C’est dans ce cadre très étroit que pourrait se jouer le retour de l’ancien président Joseph Kabila au pays en vue de sa participation au dialogue national. Mais pour l’homme qui vit en exil depuis fin 2023, le chemin de Kinshasa est miné par une inquiétude majeure : les garanties sur sa sécurité et sa liberté.

L’ombre du procès militaire par contumace
Minga Média note qu’on ne peut comprendre la méfiance de Joseph Kabila sans souligner son dossier judiciaire. Pour rappel, le 30 septembre 2025, la Haute Cour militaire de Kinshasa l’a condamné par contumace à la peine de mort pour trahison, crimes de guerre, participation à un mouvement insurrectionnel et complicité avec l’AFC/M23.
Le tribunal l’a jugé en son absence, sans la présence d’un avocat de la défense, pour des faits incluant notamment l’occupation de Goma à partir de janvier 2025. Une procédure que Human Rights Watch a qualifiée de « vendetta politique » et de simulacre de procès.

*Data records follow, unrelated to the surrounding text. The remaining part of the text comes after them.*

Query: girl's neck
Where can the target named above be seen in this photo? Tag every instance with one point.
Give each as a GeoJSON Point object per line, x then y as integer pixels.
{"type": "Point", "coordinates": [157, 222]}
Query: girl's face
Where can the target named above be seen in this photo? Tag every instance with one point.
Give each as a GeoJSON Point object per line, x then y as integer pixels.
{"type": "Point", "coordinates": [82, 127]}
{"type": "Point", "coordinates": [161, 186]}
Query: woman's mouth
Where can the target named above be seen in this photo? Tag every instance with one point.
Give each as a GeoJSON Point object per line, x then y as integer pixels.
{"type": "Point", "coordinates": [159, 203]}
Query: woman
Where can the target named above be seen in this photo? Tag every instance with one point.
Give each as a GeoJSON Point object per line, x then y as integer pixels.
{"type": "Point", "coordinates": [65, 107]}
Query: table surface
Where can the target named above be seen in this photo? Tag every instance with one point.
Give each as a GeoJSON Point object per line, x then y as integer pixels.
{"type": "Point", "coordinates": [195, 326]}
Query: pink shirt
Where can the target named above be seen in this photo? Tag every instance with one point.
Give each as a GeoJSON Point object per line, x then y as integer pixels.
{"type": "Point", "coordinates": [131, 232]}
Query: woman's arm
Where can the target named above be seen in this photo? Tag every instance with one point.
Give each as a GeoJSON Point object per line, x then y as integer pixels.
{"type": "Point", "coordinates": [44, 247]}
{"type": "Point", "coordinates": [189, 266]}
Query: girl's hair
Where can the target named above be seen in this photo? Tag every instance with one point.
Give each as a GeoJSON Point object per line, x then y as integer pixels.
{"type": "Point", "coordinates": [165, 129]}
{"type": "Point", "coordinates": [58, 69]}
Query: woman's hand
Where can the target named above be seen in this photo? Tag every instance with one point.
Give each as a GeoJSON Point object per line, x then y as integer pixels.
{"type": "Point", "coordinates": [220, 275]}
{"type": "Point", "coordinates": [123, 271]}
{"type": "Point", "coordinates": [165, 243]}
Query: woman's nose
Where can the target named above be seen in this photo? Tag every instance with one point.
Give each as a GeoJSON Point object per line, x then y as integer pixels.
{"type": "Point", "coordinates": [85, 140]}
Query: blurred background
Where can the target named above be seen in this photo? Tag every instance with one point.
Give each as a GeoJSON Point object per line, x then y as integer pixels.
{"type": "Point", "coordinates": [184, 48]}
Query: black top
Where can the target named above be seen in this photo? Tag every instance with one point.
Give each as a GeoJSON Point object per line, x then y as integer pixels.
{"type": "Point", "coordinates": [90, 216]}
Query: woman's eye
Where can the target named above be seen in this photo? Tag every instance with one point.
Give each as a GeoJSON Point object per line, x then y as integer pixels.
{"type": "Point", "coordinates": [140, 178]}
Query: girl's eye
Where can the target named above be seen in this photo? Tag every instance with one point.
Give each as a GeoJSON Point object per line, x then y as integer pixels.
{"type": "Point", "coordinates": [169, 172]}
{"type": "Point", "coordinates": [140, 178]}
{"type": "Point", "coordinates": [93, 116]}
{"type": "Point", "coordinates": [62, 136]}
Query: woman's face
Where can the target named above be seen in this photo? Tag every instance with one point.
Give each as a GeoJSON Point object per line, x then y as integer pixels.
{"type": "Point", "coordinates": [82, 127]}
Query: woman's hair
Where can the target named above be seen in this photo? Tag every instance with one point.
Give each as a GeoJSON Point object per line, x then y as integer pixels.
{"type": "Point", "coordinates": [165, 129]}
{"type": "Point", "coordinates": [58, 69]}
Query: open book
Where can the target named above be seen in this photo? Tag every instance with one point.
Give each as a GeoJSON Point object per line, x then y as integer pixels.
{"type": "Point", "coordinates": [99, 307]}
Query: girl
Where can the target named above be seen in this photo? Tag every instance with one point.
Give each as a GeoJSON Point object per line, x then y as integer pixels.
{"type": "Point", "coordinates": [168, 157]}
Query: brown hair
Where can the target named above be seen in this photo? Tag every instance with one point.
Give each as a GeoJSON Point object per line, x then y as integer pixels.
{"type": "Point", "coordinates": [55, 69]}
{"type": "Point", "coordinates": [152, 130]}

Alors que le dialogue va se dérouler sur le territoire national, il est plausible que Joseph Kabila restera en marge de cette initiative tant qu’il n’a pas des garanties sur sa liberté et sa sécurité personnelles, une fois à Kinshasa.
Ce que Tshisekedi exige en retour
Du côté du Palais de la Nation, les conditions posées le 27 août restent les mêmes pour tout le monde :
· Un renoncement sincère et vérifiable à la violence et une condamnation sans équivoque de l’agression. Une voie de réintégration restera ouverte aux combattants qui renonceront à titre individuel à leur engagement armé.
· L’acceptation de l’ordre constitutionnel : pas de remise en cause du scrutin de 2023, pas de suspension des institutions, et « aucune conquête militaire ne pourra être convertie en légitimité politique ».
· Une participation depuis le territoire national, car le dialogue « ne commencera pas à Kinshasa, mais au cœur de nos 26 provinces » et se tiendra exclusivement en RDC.
La carte des chefs d’Etat pour plaider sa cause
Joseph Kabila ne peut pas obtenir ces garanties seul. Il le sait. Sa stratégie pourrait donc passer par les capitales régionales.
Comme l’ont fait de nombreux opposants congolais par le passé, l’ancien président peut s’appuyer sur d’autres chefs d’Etat – médiateurs du processus de Luanda, de Nairobi ou facilitateurs à Doha et Washington – pour plaider sa cause auprès de Félix Tshisekedi.
Concrètement, il pourrait demander à des pairs comme João Lourenço (Angola), William Ruto (Kenya) ou Cyril Ramaphosa (Afrique du Sud) de porter deux demandes sur la table :
1. L’annulation de son procès par contumace
2. Son inclusion non pas comme ancien rebelle, mais comme ancien chef d’Etat et acteur politique majeur dans la phase des consultations nationales.
Sans cette double démarche — un geste de Kinshasa sur la justice militaire et un acte de rupture claire de Kabila avec toute entreprise armée — le Dialogue national risque de se faire sans lui, malgré le fait que plusieurs acteurs comme Martin Fayulu aient estimé que « Kabila et Nangaa sont parties prenantes ».